I've just been doing some more testing, removed fleet server/elastic-agent and created a new server policy to reinstall, still no luck.
Anybody how to completely remove the fleet configuration from elastic/kibana and just start fresh?

unenroll the fleet agents
uninstall elastic agents from server and clients
use this to remove the elastic agent data and files completely
install from scratch

sudo find / -type d,f -name "*elastic-agent*" -exec sudo rm -vr {} +
1 Like

I did give this a go but still was stuck with the same issue, it just would not create those pipelines again.
Since this is a new server I'm testing with, I ended up just completely blowing away ELK and it setting it up again. now it seems to be working correctly.
Will have to wait to see if it breaks again next update.

@Heroj04

Sounds like it was data / data corrupt related.

Thanks @zx8086
That did resolve the issue, however I'm a little disappointed that I have to blow away the agents on ~30 fleet servers each time there is an integration update. Hopefully the elastic team can work to resolve this glitch or provide some more pointed advice on how to resolve this issue. Not sure why the updated pipelines weren't automatically created.

Thanks Again

@hamiland, No problem, I had to do the same and hence why I logged the call with elastic team. It seems to be better with 7.15.1, so fingers crossed.

I think if this happens again, just the Elastic-Agent on the Fleet server might resolve the problem. My test setup if 5 agents and it is automated, so usually this isn't a big pain. I would advise to automate that, so it isn't a pain however large your estate becomes.

1 Like

Hi all, thanks for being some of our first adopters of Fleet and Elastic Agent. It seems you all have encountered one of our rough spots in integration upgrades. This is definitely not the experience we want and is something we're planning to address in an upcoming release as part of [Fleet] Handle common transient errors during package installs with a retry · Issue #111859 · elastic/kibana · GitHub.

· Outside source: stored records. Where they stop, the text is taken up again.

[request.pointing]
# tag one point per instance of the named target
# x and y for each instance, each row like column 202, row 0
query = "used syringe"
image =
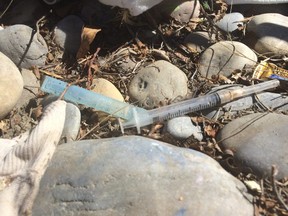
column 192, row 105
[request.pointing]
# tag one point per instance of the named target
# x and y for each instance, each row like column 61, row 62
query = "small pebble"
column 224, row 57
column 68, row 33
column 31, row 87
column 182, row 128
column 230, row 22
column 16, row 39
column 11, row 85
column 258, row 141
column 158, row 83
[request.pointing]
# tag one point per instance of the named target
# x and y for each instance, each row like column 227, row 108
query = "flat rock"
column 137, row 176
column 224, row 57
column 268, row 34
column 31, row 87
column 258, row 141
column 158, row 83
column 182, row 128
column 68, row 33
column 199, row 41
column 24, row 50
column 230, row 22
column 11, row 85
column 262, row 101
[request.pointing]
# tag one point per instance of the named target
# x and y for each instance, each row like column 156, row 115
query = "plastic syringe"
column 192, row 105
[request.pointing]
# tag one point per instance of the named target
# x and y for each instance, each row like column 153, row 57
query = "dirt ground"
column 120, row 31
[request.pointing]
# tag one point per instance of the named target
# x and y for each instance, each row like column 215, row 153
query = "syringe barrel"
column 184, row 107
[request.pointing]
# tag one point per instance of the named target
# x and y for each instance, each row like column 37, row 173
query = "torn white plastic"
column 24, row 159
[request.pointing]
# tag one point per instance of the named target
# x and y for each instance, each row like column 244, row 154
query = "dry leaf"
column 87, row 37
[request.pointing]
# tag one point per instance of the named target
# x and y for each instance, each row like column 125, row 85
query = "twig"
column 274, row 172
column 6, row 9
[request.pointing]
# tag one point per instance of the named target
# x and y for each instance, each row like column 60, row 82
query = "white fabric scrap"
column 24, row 159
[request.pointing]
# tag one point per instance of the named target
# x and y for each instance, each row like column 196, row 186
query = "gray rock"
column 11, row 85
column 137, row 176
column 258, row 141
column 230, row 22
column 72, row 123
column 23, row 46
column 224, row 57
column 158, row 83
column 182, row 128
column 31, row 87
column 268, row 34
column 182, row 11
column 68, row 33
column 262, row 101
column 72, row 120
column 199, row 41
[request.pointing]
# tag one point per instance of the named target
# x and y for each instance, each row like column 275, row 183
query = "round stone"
column 198, row 41
column 258, row 141
column 230, row 22
column 11, row 85
column 133, row 175
column 182, row 128
column 158, row 83
column 68, row 33
column 24, row 50
column 224, row 57
column 268, row 34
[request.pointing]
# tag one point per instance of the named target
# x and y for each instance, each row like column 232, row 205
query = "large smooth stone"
column 137, row 176
column 11, row 85
column 158, row 83
column 23, row 46
column 68, row 33
column 262, row 101
column 268, row 34
column 258, row 141
column 31, row 87
column 224, row 57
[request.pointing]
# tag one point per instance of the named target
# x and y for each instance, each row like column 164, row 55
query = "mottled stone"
column 268, row 34
column 224, row 57
column 182, row 128
column 137, row 176
column 11, row 85
column 23, row 46
column 159, row 82
column 230, row 22
column 258, row 141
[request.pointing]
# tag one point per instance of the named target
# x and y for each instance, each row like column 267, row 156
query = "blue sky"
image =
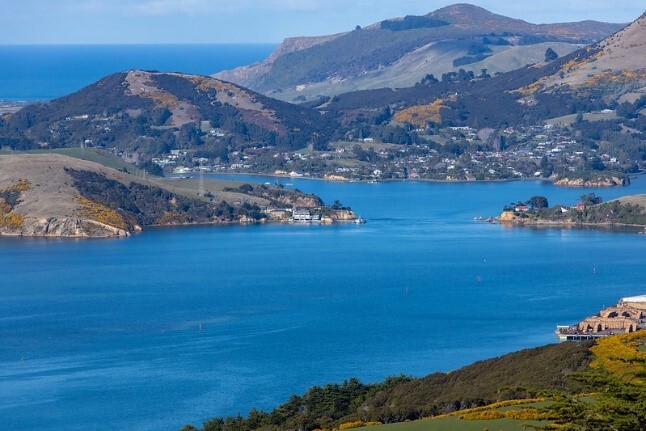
column 243, row 21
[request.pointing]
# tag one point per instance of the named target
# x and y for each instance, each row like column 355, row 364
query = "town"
column 548, row 151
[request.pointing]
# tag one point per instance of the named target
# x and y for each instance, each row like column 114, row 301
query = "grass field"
column 94, row 155
column 453, row 421
column 456, row 424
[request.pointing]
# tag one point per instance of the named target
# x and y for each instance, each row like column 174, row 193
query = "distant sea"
column 176, row 325
column 39, row 72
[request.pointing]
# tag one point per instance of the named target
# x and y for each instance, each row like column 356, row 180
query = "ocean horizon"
column 44, row 72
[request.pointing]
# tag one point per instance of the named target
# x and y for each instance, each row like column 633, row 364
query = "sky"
column 253, row 21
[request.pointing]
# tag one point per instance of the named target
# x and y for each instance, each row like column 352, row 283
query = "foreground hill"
column 522, row 374
column 401, row 51
column 60, row 196
column 569, row 386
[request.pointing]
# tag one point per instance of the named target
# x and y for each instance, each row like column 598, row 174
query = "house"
column 304, row 215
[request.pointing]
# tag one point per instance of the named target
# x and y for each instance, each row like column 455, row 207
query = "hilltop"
column 399, row 52
column 531, row 122
column 151, row 112
column 61, row 196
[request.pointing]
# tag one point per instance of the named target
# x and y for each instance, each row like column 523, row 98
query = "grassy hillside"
column 571, row 386
column 524, row 374
column 436, row 43
column 51, row 194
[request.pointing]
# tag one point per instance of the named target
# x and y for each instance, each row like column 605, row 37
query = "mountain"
column 150, row 113
column 617, row 64
column 399, row 52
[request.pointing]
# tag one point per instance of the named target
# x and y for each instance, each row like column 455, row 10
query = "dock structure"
column 629, row 315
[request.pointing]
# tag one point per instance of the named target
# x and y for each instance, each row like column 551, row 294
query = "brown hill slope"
column 618, row 63
column 60, row 196
column 374, row 57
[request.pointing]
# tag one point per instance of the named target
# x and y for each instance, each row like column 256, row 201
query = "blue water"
column 38, row 72
column 106, row 335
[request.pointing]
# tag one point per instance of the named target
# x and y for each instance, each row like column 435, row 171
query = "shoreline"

In the meantime, there is an API workaround you can use to force these assets to be reinstalled without having to wipe everything and start over. This command will force the base package to be reinstalled:

curl -XPOST \
  --url http://<your kibana host>/api/fleet/epm/packages/system-1.1.2 \
  -u <username>:<password> \
  -H 'content-type: application/json' \
  -H 'kbn-xsrf: x' \
  --data '{"force": true}'

You'll want to be sure you use the correct version number at the end of the URL (I used 1.1.2 here). You can see which version is currently installed by visiting http://<your kibana host>/app/integrations/detail/system/settings. This can also be used for other packages as well, just change the system in the URL to another package name and use the correct version number.

I hope this helps!

Hii

Unfortunatly that command didn't create the pipes for me (ES 7.15.1, System 1.4.0), but it did re-install the dashboards

:(((

Hi, do you know which pipeline specifically you were getting an error about? If it was a pipeline with a name similar to .fleet_final_pipeline, these steps will not fix the problem, but they should fix the issue for the integration-specific pipelines.

1 Like

Thank you for helping!

Here's an example of which ones are showing in error logs as missing (non exhaustive):

metrics-system.process-1.4.0
metrics-system.network-1.4.0
metrics-system.diskio-1.4.0
metrics-system.process.summary-1.4.0
metrics-system.uptime-1.4.0
metrics-system.socket_summary-1.4.0
metrics-system.memory-1.4.0
metrics-windows.perfmon-1.0.0
metrics-iis.webserver-0.5.0
metrics-windows.service-1.0.0

In the output from your command aimed at /system-1.4.0 the only "pipeline" entries in the JSON response are for logs-system., can't see anything for metrics-system., but maybe I am misunderstanding.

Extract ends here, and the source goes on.